Around 6 to 7 in the morning, his wife was notified of his death. Because the resuscitation failed due to COVID-19, the authorities did not conduct autopsy examinations but put his body in a plastic bag and buried him directly. At that time, all the cities were closed because of COVID, and his body was not shown to the family. According to the customs of Kazakhs, the dead body should be washed three times and then buried when it is clean; but he did not have that, and the family did not see it either, and he was wrapped in a thick plastic bag and directly buried because it was a state regulation.  
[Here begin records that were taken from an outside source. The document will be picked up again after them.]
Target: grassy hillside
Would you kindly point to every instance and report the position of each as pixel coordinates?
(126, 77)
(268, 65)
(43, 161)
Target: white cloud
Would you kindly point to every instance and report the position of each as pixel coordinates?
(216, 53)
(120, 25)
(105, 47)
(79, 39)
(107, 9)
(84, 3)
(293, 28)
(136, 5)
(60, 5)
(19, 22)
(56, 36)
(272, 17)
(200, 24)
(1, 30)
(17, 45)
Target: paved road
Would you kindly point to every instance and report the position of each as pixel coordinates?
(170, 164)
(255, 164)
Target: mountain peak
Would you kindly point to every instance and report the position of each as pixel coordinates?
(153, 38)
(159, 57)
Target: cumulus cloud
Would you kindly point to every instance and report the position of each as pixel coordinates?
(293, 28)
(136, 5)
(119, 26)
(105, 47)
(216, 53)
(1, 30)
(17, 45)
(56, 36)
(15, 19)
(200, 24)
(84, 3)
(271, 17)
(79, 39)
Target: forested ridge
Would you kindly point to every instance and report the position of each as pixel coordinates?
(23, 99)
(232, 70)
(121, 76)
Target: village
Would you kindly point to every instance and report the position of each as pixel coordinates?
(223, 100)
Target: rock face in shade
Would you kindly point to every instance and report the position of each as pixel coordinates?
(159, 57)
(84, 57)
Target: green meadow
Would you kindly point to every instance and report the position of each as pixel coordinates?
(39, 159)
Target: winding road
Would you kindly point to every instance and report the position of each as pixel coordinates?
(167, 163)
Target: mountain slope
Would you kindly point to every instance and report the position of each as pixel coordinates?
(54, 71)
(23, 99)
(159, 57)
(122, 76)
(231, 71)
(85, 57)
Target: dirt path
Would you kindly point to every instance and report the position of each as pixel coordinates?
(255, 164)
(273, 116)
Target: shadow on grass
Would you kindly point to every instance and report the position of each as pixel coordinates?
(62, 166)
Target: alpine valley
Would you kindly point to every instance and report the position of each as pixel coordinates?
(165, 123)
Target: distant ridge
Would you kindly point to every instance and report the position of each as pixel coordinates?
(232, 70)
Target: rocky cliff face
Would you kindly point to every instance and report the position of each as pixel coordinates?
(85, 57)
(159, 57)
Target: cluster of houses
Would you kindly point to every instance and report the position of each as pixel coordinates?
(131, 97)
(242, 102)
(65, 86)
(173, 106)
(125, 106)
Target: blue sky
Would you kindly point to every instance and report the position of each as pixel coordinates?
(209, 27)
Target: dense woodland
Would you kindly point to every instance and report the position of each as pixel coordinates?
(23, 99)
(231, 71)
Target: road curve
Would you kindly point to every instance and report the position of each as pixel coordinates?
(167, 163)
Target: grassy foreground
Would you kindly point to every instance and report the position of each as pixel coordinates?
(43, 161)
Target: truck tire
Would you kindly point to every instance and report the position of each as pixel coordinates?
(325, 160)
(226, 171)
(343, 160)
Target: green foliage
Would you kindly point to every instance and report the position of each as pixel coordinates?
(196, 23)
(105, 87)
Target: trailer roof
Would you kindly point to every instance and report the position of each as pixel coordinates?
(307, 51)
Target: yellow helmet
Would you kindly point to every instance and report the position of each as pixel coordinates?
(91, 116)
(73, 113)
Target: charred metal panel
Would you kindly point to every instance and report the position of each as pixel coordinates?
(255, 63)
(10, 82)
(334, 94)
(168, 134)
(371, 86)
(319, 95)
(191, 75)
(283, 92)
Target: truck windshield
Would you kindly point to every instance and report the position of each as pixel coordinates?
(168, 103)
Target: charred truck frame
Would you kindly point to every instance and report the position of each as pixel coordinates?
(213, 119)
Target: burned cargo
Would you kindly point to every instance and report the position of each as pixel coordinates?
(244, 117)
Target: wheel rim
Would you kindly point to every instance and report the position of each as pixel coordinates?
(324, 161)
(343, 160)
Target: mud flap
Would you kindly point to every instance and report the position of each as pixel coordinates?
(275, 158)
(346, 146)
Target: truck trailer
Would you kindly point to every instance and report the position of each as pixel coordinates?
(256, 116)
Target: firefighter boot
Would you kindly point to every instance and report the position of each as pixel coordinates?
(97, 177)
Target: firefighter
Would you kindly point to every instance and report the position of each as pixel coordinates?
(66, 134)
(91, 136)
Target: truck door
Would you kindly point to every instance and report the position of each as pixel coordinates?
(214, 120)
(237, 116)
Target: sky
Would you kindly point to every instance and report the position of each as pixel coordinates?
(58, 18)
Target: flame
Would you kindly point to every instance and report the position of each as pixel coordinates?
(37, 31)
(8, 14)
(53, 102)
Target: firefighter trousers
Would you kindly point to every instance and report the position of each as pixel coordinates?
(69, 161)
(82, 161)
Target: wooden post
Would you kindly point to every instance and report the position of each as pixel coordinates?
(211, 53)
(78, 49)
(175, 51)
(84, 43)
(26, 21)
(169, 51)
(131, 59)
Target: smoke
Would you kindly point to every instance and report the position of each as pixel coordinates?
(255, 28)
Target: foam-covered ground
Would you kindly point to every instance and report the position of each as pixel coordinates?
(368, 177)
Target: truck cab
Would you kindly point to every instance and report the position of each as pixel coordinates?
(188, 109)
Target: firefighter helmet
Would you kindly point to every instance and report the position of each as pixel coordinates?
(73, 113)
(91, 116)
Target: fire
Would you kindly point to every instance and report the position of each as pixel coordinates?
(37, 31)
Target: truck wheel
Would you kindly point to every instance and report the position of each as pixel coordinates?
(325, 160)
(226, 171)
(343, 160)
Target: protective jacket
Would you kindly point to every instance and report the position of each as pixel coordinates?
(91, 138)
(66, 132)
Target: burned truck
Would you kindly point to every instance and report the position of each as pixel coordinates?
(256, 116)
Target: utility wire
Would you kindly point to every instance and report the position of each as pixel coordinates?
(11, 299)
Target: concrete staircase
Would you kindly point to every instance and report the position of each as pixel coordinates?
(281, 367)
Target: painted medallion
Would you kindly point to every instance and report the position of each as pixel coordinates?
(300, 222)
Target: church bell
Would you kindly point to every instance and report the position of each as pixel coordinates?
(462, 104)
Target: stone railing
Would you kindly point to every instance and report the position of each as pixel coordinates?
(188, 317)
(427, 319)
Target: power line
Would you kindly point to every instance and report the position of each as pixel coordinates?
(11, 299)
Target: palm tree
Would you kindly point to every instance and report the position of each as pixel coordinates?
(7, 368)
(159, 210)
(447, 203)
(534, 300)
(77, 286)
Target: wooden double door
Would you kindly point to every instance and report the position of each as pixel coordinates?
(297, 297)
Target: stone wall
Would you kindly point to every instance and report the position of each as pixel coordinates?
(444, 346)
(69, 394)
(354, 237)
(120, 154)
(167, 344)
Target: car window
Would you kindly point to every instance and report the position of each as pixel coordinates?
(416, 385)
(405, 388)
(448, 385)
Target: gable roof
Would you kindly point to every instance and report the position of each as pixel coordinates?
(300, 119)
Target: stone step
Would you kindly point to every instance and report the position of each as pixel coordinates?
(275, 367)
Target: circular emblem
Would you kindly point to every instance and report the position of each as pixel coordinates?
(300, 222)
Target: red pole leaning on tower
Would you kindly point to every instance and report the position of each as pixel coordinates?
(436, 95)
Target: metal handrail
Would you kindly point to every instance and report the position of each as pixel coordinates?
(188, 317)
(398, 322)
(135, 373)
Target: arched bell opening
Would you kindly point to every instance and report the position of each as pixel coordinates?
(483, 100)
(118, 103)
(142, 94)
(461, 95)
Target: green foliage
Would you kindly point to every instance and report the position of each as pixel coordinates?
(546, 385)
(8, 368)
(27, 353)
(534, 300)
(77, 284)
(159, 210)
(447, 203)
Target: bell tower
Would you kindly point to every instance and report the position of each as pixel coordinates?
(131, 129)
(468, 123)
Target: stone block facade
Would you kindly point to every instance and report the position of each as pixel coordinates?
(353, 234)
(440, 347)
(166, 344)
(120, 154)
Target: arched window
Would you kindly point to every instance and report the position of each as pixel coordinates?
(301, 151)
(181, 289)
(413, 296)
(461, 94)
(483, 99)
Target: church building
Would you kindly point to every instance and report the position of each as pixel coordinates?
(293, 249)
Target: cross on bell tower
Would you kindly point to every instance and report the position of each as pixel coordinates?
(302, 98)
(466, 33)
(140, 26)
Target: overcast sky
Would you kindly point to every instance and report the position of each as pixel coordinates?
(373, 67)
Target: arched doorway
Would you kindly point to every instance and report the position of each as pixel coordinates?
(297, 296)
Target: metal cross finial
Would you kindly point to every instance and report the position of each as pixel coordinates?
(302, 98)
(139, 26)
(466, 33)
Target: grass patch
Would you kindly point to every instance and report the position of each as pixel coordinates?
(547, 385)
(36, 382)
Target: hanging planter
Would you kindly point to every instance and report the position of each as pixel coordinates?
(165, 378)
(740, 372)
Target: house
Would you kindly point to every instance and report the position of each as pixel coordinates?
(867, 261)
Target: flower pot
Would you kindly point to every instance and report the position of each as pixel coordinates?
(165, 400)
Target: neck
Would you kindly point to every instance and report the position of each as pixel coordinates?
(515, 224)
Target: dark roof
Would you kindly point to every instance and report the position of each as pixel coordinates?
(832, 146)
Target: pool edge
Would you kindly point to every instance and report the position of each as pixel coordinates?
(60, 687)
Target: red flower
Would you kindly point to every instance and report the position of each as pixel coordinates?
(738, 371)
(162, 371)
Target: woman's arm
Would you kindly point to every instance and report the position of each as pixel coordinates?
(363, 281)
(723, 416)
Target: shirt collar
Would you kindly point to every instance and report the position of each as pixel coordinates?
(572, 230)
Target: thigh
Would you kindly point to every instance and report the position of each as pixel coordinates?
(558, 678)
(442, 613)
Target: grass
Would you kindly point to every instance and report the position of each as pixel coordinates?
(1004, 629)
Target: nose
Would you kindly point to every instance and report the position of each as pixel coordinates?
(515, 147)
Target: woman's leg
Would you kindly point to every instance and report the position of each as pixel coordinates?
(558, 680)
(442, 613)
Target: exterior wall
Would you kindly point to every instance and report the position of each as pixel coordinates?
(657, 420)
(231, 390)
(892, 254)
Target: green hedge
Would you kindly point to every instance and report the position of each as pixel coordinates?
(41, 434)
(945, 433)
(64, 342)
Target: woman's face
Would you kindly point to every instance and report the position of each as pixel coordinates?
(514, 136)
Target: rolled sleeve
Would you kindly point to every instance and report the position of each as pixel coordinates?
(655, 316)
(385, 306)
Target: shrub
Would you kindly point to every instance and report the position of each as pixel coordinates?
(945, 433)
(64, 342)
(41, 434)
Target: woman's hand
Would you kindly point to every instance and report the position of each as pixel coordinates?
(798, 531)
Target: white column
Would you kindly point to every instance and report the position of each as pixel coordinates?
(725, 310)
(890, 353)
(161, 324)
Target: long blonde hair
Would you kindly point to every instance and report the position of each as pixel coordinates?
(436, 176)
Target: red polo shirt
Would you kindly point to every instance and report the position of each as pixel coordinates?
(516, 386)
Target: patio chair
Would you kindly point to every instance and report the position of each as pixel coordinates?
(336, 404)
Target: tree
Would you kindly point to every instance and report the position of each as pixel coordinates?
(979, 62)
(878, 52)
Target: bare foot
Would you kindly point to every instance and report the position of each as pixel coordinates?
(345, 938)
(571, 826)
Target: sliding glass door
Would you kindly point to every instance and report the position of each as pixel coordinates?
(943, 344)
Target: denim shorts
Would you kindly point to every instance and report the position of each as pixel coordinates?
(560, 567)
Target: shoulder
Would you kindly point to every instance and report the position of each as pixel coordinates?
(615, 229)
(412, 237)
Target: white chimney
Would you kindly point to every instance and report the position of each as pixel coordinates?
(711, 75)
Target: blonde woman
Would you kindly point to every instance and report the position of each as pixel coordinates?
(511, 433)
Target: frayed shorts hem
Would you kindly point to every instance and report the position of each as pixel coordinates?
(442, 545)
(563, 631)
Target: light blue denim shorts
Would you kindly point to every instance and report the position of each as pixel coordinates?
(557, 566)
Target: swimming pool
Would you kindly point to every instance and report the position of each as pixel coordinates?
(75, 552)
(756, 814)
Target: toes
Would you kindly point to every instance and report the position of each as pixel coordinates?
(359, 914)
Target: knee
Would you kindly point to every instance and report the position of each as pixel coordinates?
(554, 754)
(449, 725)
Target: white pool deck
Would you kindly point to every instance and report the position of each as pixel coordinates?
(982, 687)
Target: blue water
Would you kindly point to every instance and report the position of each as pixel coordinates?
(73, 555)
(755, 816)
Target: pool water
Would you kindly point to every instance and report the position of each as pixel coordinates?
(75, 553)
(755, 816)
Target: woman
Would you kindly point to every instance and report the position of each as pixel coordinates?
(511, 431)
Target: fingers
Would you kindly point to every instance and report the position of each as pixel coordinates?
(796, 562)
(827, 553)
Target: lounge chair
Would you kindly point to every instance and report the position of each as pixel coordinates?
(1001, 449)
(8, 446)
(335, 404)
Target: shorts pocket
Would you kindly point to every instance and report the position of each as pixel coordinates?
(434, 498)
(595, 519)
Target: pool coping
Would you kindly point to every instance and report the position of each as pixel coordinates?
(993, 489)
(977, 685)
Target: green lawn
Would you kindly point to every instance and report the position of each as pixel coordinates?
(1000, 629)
 Two of my most capable friends and supporters were assassinated inexplicably. So my supporters said to me, “Serikzhan, you are in danger in Kazakhstan; the next one is you. If they claim you have COVID, or find out that you have COVID, they will arrest you, put you in the hospital, kill you inexplicably. In the name of COVID, they can easily succeed. We will also have no way of finding out the truth. Because according to the regulations of the state at the time, the family members were not allowed to see the dead. Now because they can’t arrest you, they can’t sentence you, they can’t stop your work, they can only use COVID as a reason for death, which is easy for them. At that time, there were many people who passed away from COVID. You should leave quickly!” 

This is tragic news, and I believe that your decisive choice to leave Kazakhstan was a responsible and correct choice. But you were charged with the crime of “inciting social discord” and did your sentence outside of the prison. At that time, were there any border patrols?  

Serikzhan Bilash: At that time, the people in the Kazakh government said, “Hurry up and leave; we will help you solve the customs problem. It is not good for you to be here.” There were some who were pro-government, they pretended to be activists, patriots, activists, but they were actually government puppets. We all knew them; they were pretending and deliberately said “you should leave quickly.” They wanted me to leave, but I refused to do so at first because I wanted to stay there and continue the work of collecting witness accounts. This is the key to verifying the issue of the Xinjiang concentration camps. 

According to Kazakhstan law, I was deprived of leaving the country. Article 174 of the Kazakhstan Criminal Code stipulates that I cannot leave the country. But at that time, we had a decisive meeting on September 7, and I immediately left Kazakhstan for Turkey on September 9, 2020. I chose Turkey because it is a visa-free country, and I could be exempted for three months.